Coronavirus can’t cool Jersey’s hot real estate market

Welcome to the Jersey real estate market of the moment — short supply, high demand, prices going up daily on homes all across the state.

“I’ve never seen every house that I’ve actually had interest in be overwhelmingly just packed with appointments and offers. I mean every single house, which is insane,” said North Bergen resident Adelson Salsido.

Leilani Chin sells real estate in Jersey City, one of the hottest markets in New Jersey. She says location, location, location — the traditional mantra of the market — has given way to amenities, amenities, amenities.

“The biggest key right now is that buyers all want outdoor space because of what’s going on right now,” Chin, a realtor at Sawyer Smith Residential Realty, said. “A lot of people are looking for properties that have an additional bedroom where they could use it as a home office because a lot of people are not going back to the office through the end of the year, and even some of of next year. They already know that.”

That’s what turns a modest one-family from a $160,000 fixer upper less than a year ago in what realtors like to call an emerging market, into a renovated gem that’s just gone to contract for $600,000.

“If you put it in the context of New York City, where everybody’s coming from, it’s still a good deal. You have a backyard, you have parking, and you have amazing high ceilings and features of this house. So for $600 it’s still a good deal,” said realtor Tamayo Oppenheimer.

The leisurely weekend open house? Forget about it. A recent Cliffside Park Open House drew a crowd that wrapped around the block, says Oppenheimer.

“I listed it probably at five in the morning, ‘just so you know open house today.’ A couple hours later we had over 100 people,” Oppenheimer said.

Chineider Ferreira is just about to close on her new home in Lyndhurst. She’s been in the market on and off for the past three years, frustrated by the short shelf life of good deals and buyers coming in with all cash purchases.

“I found a house, and before I could even see it, it sold either sight unseen, like a virtual tour, or it went highest and best after one day. One day of showings and then highest and best, and we never even got to see it,” Ferreira said.

And the hot market is expanding. New Yorkers may find a Jersey City row house roomier than cramped NYC digs, but realtors say the migration of people from Hudson and Bergen Counties to rural locations like Morris County, as much as 50 miles from Manhattan, is also on the rise.
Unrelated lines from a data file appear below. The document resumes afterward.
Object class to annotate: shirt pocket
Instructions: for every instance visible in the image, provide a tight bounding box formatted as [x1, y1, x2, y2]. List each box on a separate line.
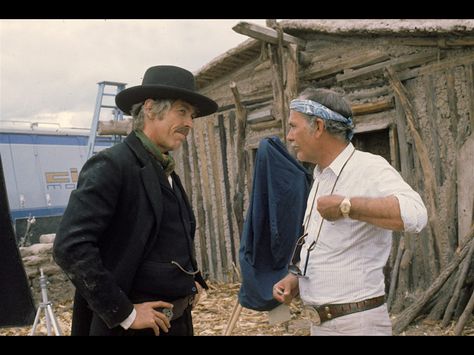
[316, 220, 354, 252]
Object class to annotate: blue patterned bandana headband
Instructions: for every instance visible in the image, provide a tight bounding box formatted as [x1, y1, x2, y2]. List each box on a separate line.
[290, 99, 354, 140]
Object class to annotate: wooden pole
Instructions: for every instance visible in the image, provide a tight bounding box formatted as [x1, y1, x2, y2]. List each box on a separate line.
[387, 237, 404, 311]
[217, 115, 237, 265]
[230, 81, 247, 238]
[384, 66, 449, 269]
[441, 238, 474, 326]
[392, 224, 474, 334]
[224, 301, 243, 336]
[232, 21, 306, 49]
[454, 287, 474, 335]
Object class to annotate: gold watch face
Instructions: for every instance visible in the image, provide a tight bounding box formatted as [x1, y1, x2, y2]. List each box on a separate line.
[340, 202, 350, 214]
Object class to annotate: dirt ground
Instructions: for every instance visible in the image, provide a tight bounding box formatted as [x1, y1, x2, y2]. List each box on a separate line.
[1, 282, 473, 336]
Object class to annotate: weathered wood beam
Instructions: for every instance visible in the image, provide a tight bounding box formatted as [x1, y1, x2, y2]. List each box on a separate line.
[301, 50, 390, 80]
[230, 81, 247, 238]
[347, 86, 390, 101]
[397, 52, 474, 82]
[389, 123, 400, 170]
[274, 23, 289, 142]
[189, 130, 209, 277]
[392, 224, 474, 335]
[338, 51, 442, 82]
[442, 236, 474, 327]
[249, 118, 282, 132]
[286, 42, 299, 109]
[217, 115, 237, 265]
[267, 42, 287, 127]
[426, 271, 458, 320]
[454, 279, 474, 335]
[97, 119, 132, 136]
[194, 121, 220, 279]
[351, 97, 394, 116]
[445, 68, 461, 256]
[394, 96, 411, 182]
[387, 237, 405, 311]
[399, 37, 474, 48]
[352, 112, 392, 134]
[215, 95, 273, 114]
[232, 21, 306, 49]
[302, 47, 350, 68]
[313, 76, 337, 89]
[466, 63, 474, 134]
[384, 66, 448, 269]
[424, 74, 443, 186]
[342, 77, 387, 91]
[206, 120, 229, 279]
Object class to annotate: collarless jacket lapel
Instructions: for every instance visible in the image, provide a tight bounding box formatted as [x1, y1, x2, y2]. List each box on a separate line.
[125, 133, 163, 225]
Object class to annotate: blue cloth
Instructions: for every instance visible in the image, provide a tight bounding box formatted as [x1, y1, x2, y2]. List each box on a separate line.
[238, 136, 312, 311]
“One of my clients mentioned that he used to jog down by the Liberty State Park, and when all the gyms closed all of a sudden everyone’s outside jogging,” said Meg Sullivan, a realtor at Caldwell Banker Realty. “Whereas out here, you have a yard, front and back door, porch, deck, so a lot more space to move around if you’re stuck at home.”

That is, if you’re lucky enough to be in the real estate market. Try getting a mortgage if you’ve been laid off for five months.

Like everything else in this COVID-19 era, the wealth disparities have been exposed. Realtor Mary Jane Codey says the market in Monmouth County is also super heated, but she warns that the desire for private home compounds could be helping to keep us further apart from one another.

“It’s a really mixed bag of a lot of things occurring at the same time. I don’t think any of us know what the after effects will be,” Codey said. “I think there’s going to be a bigger divide as well between the haves and the have nots.”

No surprise there in all aspects of life. It leaves one to wonder how it’s all going to shake out post COVID-19, if such a time will ever exist, and where will anyone on the wrong side of the pandemic be able to afford to live.